Les côtes marines subissent une érosion croissante due aux changements climatiques. Une nouvelle méthode innovante, inspirée des mollusques marins, pourrait offrir une solution durable pour renforcer les littoraux à l’échelle mondiale. Des chercheurs aux USA ont développé une technique utilisant un courant électrique léger pour solidifier le sable marin, créant ainsi une barrière naturelle contre l’érosion.
L’équipe de recherche, dirigée par Alessandro Rotta Loria de l’Université Northwestern, s’est inspirée des processus naturels de formation des coquillages pour concevoir une méthode de renforcement des côtes. Les mollusques marins utilisent les minéraux dissous dans l’eau de mer pour construire leurs coquilles. De manière analogue, les chercheurs ont exploité ces mêmes minéraux naturellement présents pour créer un ciment entre les grains de sable saturés d’eau de mer.
La différence majeure réside dans l’utilisation de l’énergie électrique plutôt que métabolique pour déclencher la réaction chimique. Des expériences en laboratoire ont démontré qu’un courant électrique léger transforme instantanément la structure du sable marin en une masse solide et immobile, semblable à de la roche.
Un enjeu mondial face à la montée des eaux
L’érosion côtière représente une menace considérable pour les populations vivant près des littoraux. Alessandro Rotta Loria souligne l’ampleur du problème : «Plus de 40% de la population mondiale vit dans des zones côtières. En raison des changements climatiques et de l’élévation du niveau de la mer, l’érosion constitue une menace énorme pour ces communautés.»
Les approches actuelles de lutte contre l’érosion impliquent la construction de structures de protection ou l’injection de liants externes dans le sous-sol. Ces méthodes s’avèrent coûteuses et peu durables. La nouvelle technique développée par l’équipe de Northwestern offre une alternative économique et écologique pour renforcer les côtes à long terme.
Un processus chimique simple et efficace
La méthode repose sur l’application d’un courant électrique léger (2 à 3 volts) dans l’eau de mer. Cette stimulation déclenche des réactions chimiques qui convertissent certains minéraux dissous en carbonate de calcium solide, le même composé utilisé par les mollusques pour construire leurs coquilles. Avec un voltage légèrement plus élevé (4 volts), ces constituants peuvent être transformés en hydroxyde de magnésium et en hydromagnésite.

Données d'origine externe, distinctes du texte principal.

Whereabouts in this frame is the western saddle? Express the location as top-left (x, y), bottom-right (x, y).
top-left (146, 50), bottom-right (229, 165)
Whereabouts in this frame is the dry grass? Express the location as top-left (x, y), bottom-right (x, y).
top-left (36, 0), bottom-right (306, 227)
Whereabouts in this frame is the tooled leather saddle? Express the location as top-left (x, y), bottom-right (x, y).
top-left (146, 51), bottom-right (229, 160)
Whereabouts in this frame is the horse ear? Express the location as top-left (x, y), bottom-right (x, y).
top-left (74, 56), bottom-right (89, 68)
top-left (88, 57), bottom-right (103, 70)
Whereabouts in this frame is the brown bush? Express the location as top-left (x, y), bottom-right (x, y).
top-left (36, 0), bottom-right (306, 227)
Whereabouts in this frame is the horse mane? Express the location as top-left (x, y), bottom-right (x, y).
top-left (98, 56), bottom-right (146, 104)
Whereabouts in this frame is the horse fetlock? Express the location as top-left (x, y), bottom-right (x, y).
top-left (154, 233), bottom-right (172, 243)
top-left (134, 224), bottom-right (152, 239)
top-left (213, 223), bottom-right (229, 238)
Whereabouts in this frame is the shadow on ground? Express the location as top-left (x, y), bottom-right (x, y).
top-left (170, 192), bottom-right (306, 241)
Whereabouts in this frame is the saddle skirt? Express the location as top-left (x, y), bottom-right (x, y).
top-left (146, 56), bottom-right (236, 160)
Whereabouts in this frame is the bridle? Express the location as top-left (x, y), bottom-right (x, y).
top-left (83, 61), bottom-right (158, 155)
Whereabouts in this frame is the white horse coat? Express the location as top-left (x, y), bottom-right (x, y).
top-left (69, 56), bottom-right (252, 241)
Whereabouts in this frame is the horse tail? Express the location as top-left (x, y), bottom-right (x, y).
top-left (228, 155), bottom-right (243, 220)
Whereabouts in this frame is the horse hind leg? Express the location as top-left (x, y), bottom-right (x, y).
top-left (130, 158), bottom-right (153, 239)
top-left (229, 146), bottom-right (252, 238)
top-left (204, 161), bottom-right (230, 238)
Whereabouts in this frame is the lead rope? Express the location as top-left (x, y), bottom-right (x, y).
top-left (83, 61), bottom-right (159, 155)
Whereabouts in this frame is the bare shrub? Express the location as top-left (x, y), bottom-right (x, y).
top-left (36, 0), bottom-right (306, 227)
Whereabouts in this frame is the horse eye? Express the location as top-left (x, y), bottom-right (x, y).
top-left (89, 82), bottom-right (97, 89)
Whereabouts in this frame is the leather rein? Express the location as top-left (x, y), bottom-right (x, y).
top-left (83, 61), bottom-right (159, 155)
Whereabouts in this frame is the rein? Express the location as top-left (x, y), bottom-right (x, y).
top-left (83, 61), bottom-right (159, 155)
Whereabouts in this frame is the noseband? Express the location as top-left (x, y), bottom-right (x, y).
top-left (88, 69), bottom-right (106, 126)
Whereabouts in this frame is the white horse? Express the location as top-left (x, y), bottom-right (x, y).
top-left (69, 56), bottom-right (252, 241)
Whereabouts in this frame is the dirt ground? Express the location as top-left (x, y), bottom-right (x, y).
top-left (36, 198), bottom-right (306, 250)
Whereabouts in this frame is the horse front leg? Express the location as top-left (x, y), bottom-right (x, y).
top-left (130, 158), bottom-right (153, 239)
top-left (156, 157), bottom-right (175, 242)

Ces minéraux agissent comme un liant naturel entre les particules de sable. Le processus fonctionne avec différents types de sables, qu’ils soient siliceux, calcaires ou ferrugineux. Alessandro Rotta Loria décrit le résultat : «Après traitement, le sable ressemble à de la roche. Il est immobile et solide, au lieu d’être granuleux et incohérent. Les minéraux eux-mêmes sont beaucoup plus résistants que le béton, donc le sable résultant pourrait devenir aussi solide qu’un mur de protection maritime.»
L’un des avantages majeurs de cette technique réside dans sa durabilité et sa réversibilité. Les chercheurs estiment que le sable traité devrait conserver sa solidité pendant des décennies, offrant une protection à long terme pour les côtes et les propriétés. De plus, le processus n’a pas d’impact négatif sur la vie marine, les voltages utilisés étant trop faibles pour être ressentis par les organismes aquatiques.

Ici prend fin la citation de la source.